17 Jul Love and independence for atypical people!
All around the world, in every culture and since we are little kids, we hear lots and lots of love stories. Whether we are talking about poems, songs, paintings or books, we “see” and “hear” love almost every day of our lives. It is, therefore, a known fact that the love culture is embedded into out society. For this, little children dream to become princes and princesses and find love. However, some of them can only dream about it!
They say love conquers them all, and that it always finds a way. But is this true?

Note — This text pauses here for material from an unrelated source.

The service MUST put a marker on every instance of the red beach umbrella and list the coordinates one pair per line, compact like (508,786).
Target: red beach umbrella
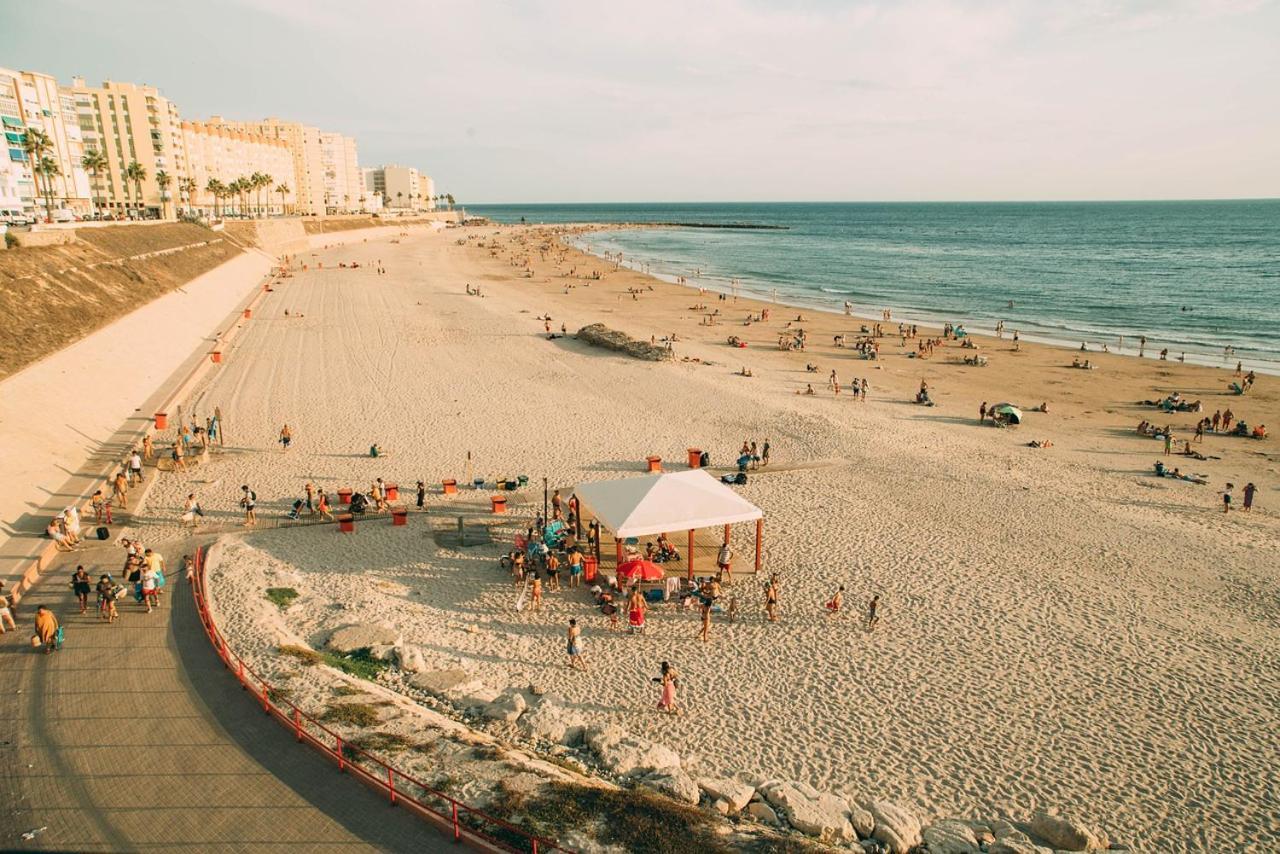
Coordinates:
(640,571)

For disabled people, finding love is not an easy task. Not because they are not “lovable” people, but because of stereotypes and stigmatization. As they often are not welcomed and are treated poorly by others, it is difficult for them to meet their match. Many times, people are under the impression that being in a relationship with a disabled person means being their caregiver. One could, of course, be so, but it is mostly up to both partners to decide. For example, many opt for hiring outside help to take care of one’s needs, and usually function like a typical couple.
Regardless, people fear the judgement of others, so they often do not even give a chance to these kind and loving souls. Filled with love, most disabled people make great partners and companions, as they are empathetic people. Of course, this is the case of a typical-atypical person couple. The situation differs when we are talking about relationships where both people are atypical.
This week, news about the longest married down Syndrome couple broke. Maryanne and Tommy Pilling have been married for a long time and are celebrating their 25th wedding anniversary this year. The British couple has previously been on the news, as they are one of the few completely independent down Syndrome couples.
This news was extremely interesting for us, at CONIL, as it is proof that with the right education, atypical children can grow into independent adults, adapted to the society they live in. Of course, the treatment of disabled people in the United Kingdom differs from the one in Romania. For this, we are fighting to change the environment disabled children grow up in.
With CONIL’s help, we can build a society without stigmatization, in which atypical and typical people can live in harmony. Our goal is to help special needs children grow and develop, to maximize their chance of success. Therefore, we are striving to help them further their intellectual knowledge, as well as their emotional intelligence.
At CONIL, we believe that everybody deserves a chance to grow, to learn and to love!